PDA

View Full Version : Search through a number of files for keywords and return associated data. help!



imadoofus
02-16-2016, 09:48 PM
Hello everyone,

I am trying to parse 2000 odd excel survey returns and pull out useful information based on text keywords.
Have some coding background from a longtime ago, but not enough to solve this problem without suffering an aneurysm. Help?


I have an excel column with filenames in it. Note that they may be xls or xlsx.


Sheet 1/ A1
file1.xls
file2.xlsx
..
...
..


I have a number of indicators in a different sheet. These are just key words that I am trying to get from the survey and the target excel sheets might not have them in the same place (or even the same sheet in very bad cases).


Sheet 2/A2
forest conservation practices
water storage
high school
..
..
..


What I would love the VBA code to do is open up files in Sheet 1/A1 (one at a time),
search for every indicator on sheet A2, and return the value in the column next to the indicator in the target file.

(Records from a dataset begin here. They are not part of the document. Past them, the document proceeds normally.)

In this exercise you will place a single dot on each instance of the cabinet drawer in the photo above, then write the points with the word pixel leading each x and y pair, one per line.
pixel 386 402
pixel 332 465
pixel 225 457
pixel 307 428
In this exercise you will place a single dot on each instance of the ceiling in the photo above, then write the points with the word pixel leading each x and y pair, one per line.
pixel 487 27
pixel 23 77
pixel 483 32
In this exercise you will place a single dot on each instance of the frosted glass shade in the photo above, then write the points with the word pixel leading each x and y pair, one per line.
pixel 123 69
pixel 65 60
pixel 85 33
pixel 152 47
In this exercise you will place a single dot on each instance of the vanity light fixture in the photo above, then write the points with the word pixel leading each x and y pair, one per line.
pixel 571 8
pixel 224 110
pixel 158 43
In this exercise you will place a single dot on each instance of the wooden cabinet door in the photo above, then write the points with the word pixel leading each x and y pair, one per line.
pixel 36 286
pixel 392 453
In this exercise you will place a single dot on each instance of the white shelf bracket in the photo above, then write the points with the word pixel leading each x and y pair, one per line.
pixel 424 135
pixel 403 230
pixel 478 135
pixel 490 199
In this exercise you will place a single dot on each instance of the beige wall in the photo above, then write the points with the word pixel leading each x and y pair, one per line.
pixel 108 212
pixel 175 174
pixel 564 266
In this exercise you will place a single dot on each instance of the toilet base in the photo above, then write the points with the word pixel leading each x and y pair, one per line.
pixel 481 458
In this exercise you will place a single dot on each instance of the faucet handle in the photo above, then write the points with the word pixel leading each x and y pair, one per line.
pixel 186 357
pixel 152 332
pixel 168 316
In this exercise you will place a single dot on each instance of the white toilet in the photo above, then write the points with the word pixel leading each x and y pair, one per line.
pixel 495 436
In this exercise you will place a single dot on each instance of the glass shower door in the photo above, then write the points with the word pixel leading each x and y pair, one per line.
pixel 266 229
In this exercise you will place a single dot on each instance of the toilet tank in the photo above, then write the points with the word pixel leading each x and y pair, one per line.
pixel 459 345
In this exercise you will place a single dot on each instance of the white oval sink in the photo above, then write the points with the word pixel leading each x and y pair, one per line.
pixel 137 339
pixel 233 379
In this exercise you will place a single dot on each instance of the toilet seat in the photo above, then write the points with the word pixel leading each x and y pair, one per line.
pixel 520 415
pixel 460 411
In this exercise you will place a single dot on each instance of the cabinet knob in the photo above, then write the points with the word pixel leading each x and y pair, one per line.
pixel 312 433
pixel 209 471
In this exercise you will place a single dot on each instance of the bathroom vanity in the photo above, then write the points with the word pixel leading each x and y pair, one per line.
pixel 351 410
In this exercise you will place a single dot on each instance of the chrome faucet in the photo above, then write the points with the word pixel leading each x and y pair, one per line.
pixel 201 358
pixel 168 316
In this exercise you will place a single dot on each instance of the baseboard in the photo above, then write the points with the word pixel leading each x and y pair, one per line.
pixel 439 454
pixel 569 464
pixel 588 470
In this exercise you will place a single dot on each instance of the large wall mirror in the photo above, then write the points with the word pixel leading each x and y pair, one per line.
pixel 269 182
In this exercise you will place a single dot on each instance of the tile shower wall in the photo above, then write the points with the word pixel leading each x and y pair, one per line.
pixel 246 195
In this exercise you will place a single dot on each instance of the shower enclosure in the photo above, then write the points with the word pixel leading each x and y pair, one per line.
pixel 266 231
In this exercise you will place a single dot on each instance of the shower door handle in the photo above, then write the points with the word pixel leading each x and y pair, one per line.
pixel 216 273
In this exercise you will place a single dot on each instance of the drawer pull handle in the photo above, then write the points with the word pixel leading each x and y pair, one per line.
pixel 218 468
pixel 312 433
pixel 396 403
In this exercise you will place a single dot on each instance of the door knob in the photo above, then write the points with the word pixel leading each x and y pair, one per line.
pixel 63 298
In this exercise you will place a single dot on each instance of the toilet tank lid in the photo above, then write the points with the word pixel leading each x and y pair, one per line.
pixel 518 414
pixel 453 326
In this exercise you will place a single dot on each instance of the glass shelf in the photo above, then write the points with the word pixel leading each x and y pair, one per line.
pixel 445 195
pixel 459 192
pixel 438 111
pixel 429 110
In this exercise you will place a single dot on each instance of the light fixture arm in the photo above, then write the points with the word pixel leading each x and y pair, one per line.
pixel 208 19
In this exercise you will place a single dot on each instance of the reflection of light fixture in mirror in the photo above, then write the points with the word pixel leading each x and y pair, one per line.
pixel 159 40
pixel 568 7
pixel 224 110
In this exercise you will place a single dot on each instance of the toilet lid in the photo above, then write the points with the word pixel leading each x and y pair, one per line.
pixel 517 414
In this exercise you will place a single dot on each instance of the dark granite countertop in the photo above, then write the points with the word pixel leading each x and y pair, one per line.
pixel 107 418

These practices are being ranked and I want to find the rank for individual practices in each file.

So for file1.xls, there will most likely be terms that sound like each of the entries in Sheet 2. When it finds the entry, it returns the data in the column next to it.
If the indicator is not found, it flags the column.


The output can go to a sheet that looks like this

Sheet 3
Filename forest conservation practices water storage high school
file1.xls 3 1 FLAG (i.e. search term 'high school' did not return anything frm file1)

All the files are unfortunately not homogenous, so I have to search for indicators.
Any advice is appreciated.
Replicatable full code is very very welcome!

Thanks

imadoofus
02-16-2016, 10:08 PM
PS Wanted to mention that the lack of any code just reflects my lack of knowledge of VBA.
The closest I've come so far is using INDIRECT in excel, but the restriction that I have to specify the row and column in the target sheet has made it tantalizingly close but no bueno.

Thanks for any help!

SamT
02-16-2016, 11:45 PM
I am heading for bed, but if you want to play with VBA until someone comes along, the code is actually pretty simple

Use Dir to loop thru and open all files in the Path with a mane like "*.xls*"

Use Find with Like to find all instances of a word or phrase similar to a Key word. Find returns the cell where found and nothing hen not found.

Use Found.Offset(row, col) to read the Cell next to Found

Use For Each to loop thru all the Worksheets in a Workbook.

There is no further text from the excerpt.